Figure 3. RNA-Seq– and mIF-based characterization of the MucM immune microenvironment across primary sites and compared with CM dataset (21).

(A) PCA of primary MucM (N = 101) and CM (N = 64) samples after computational batch correction. (B) Hierarchical clustering heatmap of CM and MucM samples per the Danaher (30) immune cell signatures. (C) Box-and-violin plots visualizing the presence of the 10-gene IFN-γ RNA signature (23) in batch-corrected MucM vs. CM samples. (D) Heatmap leukocyte gene expression signatures in MucM, with hierarchical clustering divides samples into less-infiltrated (violet) and more-infiltrated (magenta) groups. Samples are further annotated with their primary MucM site of origin. (E) Kaplan-Meier overall survival estimate in all patients treated with surgery (N = 86), stratified by immune cluster identified in D. Exact P values were calculated using a 2-sided log-rank test. (F) Stacked bar plot showing the fraction of lower and H&N region MucM clustering as either more or less infiltrated. The P value was calculated using Fisher’s exact test. (G) Box plots showing the Z-scores of CD8⁺ T cell, cytotoxic cell, and Ayers’ 10-gene IFN-γ signature across MucM regions. (H) Box plots showing the density of CD3⁺CD8^–FoxP3^–, CD8⁺, and CD20⁺ cells located within the tumor parenchyma, assessed through digital analysis of mIF-stained slides. The CD20⁺ plot’s y axis was log₁₀-transformed. Dot colors in G and H correspond to the MucM site. Box plots in C, G, and H show medians, IQRs, and whiskers up to 1.5 times the IQR. The violin in C displays the probability density of the data. P values in C and G, and H were calculated using a 2-sided Wilcoxon’s rank-sum test. MucM, mucosal melanoma; CM, cutaneous melanoma; H&N, head and neck; SN, sinonasal; OC, oral cavity, FUT, female urogenital tract; MUT, male urogenital tract; AR, anorectal; GI, gastrointestinal; PCA, principal component analysis.

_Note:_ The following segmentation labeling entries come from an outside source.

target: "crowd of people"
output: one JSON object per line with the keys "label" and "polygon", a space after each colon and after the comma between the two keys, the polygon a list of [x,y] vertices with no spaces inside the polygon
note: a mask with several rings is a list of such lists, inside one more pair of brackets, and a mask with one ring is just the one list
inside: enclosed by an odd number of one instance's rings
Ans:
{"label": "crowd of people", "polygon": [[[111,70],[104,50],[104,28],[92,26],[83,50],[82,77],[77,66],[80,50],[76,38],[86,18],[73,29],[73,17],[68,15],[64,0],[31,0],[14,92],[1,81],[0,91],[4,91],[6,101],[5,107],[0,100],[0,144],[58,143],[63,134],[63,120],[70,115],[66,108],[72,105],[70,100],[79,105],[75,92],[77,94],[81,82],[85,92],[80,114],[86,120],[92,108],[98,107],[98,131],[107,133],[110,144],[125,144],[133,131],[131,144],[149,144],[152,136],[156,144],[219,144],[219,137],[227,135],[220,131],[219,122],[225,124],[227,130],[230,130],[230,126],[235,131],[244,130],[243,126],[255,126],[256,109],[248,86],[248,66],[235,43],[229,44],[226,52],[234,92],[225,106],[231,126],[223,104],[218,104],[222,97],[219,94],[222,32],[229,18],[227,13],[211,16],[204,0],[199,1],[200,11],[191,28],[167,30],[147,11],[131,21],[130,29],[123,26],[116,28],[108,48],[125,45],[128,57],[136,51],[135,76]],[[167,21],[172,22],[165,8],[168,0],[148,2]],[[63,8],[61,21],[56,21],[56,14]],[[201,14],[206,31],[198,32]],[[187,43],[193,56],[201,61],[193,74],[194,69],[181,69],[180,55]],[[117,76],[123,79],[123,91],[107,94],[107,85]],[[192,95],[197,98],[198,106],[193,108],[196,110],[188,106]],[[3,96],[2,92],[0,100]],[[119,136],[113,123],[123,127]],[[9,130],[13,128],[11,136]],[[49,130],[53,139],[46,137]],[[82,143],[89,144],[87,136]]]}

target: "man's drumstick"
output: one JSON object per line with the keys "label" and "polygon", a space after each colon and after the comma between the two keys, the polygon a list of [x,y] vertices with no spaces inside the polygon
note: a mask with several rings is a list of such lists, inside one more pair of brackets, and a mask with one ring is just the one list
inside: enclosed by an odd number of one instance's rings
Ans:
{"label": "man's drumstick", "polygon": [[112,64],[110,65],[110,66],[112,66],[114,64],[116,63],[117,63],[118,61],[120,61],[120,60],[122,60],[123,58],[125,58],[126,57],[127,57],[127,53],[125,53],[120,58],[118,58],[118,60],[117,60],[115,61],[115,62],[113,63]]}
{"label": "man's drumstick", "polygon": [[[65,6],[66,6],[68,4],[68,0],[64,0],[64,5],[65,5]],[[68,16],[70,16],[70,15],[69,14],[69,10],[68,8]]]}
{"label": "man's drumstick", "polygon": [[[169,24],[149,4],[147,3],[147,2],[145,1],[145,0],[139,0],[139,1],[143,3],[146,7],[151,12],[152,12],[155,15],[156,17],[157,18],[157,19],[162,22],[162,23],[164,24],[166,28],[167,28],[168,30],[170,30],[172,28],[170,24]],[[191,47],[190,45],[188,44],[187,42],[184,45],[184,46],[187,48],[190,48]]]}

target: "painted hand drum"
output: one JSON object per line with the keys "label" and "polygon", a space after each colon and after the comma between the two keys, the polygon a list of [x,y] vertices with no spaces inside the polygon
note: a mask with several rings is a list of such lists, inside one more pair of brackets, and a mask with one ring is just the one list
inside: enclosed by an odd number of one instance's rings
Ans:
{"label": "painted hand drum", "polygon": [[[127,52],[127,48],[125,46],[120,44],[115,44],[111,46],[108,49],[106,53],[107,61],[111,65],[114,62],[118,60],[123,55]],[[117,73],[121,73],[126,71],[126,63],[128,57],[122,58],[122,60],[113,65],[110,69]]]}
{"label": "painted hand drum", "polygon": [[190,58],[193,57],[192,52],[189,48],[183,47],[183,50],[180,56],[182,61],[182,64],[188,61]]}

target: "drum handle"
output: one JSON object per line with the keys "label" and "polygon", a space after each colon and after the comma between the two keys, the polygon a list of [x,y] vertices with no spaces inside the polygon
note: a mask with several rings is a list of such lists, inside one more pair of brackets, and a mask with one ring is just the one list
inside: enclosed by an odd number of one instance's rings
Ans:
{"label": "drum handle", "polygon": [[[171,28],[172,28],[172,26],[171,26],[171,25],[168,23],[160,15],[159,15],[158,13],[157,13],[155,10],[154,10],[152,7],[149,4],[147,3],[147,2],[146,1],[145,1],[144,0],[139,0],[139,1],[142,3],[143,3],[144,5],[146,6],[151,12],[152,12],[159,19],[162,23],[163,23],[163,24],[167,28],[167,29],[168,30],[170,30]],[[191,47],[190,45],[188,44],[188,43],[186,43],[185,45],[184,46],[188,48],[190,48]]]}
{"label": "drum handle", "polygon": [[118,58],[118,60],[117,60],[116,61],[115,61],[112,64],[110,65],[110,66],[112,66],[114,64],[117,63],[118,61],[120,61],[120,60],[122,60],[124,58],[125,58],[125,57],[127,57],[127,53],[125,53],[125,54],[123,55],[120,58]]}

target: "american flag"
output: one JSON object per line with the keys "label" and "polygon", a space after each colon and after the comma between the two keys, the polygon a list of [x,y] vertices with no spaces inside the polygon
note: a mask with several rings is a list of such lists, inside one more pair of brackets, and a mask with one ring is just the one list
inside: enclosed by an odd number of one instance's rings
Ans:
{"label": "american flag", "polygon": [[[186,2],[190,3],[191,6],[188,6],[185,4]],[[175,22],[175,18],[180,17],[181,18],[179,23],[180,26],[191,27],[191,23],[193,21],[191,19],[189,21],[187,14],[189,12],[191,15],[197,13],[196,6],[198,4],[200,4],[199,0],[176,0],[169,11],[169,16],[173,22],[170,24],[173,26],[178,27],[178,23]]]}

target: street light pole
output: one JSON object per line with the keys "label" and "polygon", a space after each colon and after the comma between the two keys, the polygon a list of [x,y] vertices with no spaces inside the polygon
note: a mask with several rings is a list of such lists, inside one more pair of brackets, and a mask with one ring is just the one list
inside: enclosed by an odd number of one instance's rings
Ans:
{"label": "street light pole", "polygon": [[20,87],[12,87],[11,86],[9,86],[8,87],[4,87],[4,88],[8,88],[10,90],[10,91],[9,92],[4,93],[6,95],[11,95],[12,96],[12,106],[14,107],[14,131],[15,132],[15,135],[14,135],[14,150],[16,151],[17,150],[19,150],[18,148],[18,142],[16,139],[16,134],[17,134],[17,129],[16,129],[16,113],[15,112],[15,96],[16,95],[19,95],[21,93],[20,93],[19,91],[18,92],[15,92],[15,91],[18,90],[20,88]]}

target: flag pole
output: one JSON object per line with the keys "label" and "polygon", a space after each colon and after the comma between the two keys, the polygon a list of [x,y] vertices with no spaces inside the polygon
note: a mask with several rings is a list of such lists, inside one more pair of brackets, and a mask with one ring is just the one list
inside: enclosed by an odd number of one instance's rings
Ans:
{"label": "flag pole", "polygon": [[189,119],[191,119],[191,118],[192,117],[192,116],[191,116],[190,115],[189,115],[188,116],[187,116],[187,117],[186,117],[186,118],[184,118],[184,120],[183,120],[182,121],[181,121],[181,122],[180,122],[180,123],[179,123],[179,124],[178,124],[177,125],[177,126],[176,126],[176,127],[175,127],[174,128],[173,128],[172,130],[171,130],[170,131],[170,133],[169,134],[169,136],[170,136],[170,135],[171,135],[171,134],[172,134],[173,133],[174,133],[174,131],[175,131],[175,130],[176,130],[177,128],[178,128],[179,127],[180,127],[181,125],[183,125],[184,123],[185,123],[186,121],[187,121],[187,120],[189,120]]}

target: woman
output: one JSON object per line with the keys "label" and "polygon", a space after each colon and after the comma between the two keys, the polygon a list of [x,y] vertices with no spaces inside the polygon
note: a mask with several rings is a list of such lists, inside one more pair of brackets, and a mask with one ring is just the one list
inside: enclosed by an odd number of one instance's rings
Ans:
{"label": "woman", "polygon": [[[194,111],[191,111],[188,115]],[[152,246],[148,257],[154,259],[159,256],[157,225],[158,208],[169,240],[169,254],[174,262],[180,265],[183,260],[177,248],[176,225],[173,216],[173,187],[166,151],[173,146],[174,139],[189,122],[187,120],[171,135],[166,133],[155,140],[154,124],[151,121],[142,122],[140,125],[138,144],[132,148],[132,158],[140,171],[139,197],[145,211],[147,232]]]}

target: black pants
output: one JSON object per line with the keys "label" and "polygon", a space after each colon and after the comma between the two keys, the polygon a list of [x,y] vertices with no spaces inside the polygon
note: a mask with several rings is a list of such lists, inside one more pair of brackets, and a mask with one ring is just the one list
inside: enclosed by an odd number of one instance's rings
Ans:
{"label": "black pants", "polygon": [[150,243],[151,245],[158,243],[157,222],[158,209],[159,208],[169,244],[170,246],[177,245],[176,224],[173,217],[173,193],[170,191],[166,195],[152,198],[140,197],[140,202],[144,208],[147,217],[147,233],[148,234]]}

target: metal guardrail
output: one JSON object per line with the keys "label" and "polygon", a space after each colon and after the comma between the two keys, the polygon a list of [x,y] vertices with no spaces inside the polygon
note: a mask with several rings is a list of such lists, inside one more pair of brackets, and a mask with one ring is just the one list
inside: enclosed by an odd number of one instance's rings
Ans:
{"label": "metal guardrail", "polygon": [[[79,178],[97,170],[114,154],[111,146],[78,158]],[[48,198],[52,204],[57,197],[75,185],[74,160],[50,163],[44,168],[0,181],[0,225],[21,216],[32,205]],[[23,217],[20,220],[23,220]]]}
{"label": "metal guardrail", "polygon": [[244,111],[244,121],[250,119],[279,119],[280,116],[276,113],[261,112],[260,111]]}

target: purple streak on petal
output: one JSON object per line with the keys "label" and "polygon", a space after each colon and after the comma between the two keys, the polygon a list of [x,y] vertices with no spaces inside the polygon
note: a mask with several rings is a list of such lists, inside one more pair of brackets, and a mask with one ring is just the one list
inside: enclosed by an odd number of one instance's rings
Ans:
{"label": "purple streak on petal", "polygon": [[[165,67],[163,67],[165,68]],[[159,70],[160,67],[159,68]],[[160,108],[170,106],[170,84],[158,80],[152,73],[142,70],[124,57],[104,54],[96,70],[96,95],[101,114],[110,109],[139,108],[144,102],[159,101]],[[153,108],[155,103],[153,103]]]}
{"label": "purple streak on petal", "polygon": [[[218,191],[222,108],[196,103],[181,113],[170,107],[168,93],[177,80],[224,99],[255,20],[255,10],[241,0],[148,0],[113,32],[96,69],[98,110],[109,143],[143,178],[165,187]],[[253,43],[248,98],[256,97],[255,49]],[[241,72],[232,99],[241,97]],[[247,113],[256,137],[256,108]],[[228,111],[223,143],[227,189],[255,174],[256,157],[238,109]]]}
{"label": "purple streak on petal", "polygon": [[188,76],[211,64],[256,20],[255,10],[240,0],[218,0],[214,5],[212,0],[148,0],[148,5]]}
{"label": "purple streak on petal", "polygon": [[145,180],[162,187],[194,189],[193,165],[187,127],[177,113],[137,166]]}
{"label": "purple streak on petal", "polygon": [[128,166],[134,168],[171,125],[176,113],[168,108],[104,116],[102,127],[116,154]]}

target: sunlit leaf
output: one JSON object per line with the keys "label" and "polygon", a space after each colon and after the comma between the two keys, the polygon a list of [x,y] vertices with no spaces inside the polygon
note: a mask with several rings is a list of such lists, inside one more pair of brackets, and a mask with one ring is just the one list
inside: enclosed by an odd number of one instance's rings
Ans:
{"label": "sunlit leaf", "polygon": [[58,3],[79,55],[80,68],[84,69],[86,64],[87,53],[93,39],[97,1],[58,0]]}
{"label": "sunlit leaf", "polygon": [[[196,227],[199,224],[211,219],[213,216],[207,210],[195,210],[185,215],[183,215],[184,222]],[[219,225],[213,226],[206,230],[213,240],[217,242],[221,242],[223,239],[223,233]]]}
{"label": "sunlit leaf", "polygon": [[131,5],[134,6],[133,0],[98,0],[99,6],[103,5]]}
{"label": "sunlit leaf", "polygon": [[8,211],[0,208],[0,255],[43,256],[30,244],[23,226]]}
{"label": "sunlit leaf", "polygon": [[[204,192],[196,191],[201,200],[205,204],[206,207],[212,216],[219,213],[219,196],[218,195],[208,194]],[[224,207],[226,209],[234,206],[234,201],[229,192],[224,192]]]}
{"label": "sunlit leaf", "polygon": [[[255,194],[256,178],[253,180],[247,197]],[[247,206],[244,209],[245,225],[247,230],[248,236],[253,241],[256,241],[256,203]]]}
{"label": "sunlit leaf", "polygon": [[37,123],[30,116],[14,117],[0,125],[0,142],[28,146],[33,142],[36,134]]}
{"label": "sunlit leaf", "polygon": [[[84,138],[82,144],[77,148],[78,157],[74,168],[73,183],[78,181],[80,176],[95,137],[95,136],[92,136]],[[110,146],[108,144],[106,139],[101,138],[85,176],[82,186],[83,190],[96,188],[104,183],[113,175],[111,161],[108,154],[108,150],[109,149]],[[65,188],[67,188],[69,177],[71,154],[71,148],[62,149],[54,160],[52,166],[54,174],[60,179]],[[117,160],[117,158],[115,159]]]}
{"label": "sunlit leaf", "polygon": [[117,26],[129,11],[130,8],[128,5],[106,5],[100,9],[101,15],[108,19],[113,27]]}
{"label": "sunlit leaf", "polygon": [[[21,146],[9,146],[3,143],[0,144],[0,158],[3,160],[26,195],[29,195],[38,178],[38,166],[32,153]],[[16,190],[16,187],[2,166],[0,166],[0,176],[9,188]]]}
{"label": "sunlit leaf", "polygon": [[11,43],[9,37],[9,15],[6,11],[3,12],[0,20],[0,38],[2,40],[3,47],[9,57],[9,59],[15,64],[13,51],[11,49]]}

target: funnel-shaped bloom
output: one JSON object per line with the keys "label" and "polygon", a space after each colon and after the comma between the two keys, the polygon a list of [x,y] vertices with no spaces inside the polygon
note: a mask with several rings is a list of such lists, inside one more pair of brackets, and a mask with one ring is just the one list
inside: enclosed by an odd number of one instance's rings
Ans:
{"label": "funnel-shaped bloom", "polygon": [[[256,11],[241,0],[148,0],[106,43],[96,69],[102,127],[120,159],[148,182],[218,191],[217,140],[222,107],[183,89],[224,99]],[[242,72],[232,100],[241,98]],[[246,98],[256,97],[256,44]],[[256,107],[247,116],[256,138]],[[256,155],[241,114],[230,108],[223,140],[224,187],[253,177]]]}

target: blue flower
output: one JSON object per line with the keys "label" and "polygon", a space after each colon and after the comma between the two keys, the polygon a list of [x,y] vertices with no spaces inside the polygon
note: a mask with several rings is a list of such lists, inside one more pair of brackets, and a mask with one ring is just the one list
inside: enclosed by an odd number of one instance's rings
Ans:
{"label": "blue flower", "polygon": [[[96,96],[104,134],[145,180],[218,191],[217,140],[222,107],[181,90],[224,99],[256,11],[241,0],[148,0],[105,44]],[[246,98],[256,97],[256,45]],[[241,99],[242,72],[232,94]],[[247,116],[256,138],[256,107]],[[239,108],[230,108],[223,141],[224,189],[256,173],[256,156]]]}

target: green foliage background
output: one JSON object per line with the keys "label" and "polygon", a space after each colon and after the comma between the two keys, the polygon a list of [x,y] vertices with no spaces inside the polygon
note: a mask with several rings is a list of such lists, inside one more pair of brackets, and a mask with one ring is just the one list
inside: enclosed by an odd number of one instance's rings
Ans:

Figure 4. Microenvironmental correlates of response to ICI in mucosal melanoma.

(A) Heatmap of samples’ Danaher leukocyte RNA signatures, ordered by the mean across all signatures (the TIL-score). (B) Heatmap of genes associated with IFN-γ signaling (23), ordered by mean expression the IFN-γ signature. (C) Box plots of Z-scores of CD8⁺ T cell and IFN-γ signatures per ICI response category (responders, green; nonresponders, red). (D) Enrichment analysis of Hallmark gene sets (32) in responders and nonresponders, ordered by FDR. (E) Heatmap visualizing TIDE signatures (33) associated with CAFs, MDSCs, and TAMs in all patients from the more-infiltrated cluster defined in Figure 3D. Heatmap is organized by the mean across the 3 signatures. (F) Box plots of TIDE signature values in responders vs. nonresponders from the more-infiltrated cluster. (G) Box plots displaying the TGF-β signatures in responders vs. nonresponders from the more-infiltrated cluster. (H) Box plot visualizing the mIF-assessed stromal CD8⁺ T cell density in responding vs. nonresponding samples from the more-infiltrated cluster. Tracks in A, B, and E annotate sample’s primary site of origin and best objective response, with asterisks indicating tumprs that progressed in the context ofa mixed response. Boxes in C and F–H indicate the median and IQR; with whiskers extending up to 1.5 times the IQR. Exact P values in C and F–H were calculated using a Wilcoxon’s rank-sum test. Dot colors represent samples’ site of primary MucM origin. H&N, head and neck; SN, sinonasal; OC, oral cavity, FUT, female urogenital tract; MUT, male urogenital tract; AR, anorectal; GI, gastrointestinal; BOR, best objective response; NR, no response; R, response; CR, complete response; PR, partial response; SD, stable disease; PD, progressive disease; MR, mixed response; TIDE, tumor immune dysfunction and exclusion; MDSC, myeloid-derived suppressor cell; CAF, cancer-associated fibroblast; TAM, tumor-associated macrophage; APM, antigen-presenting machinery.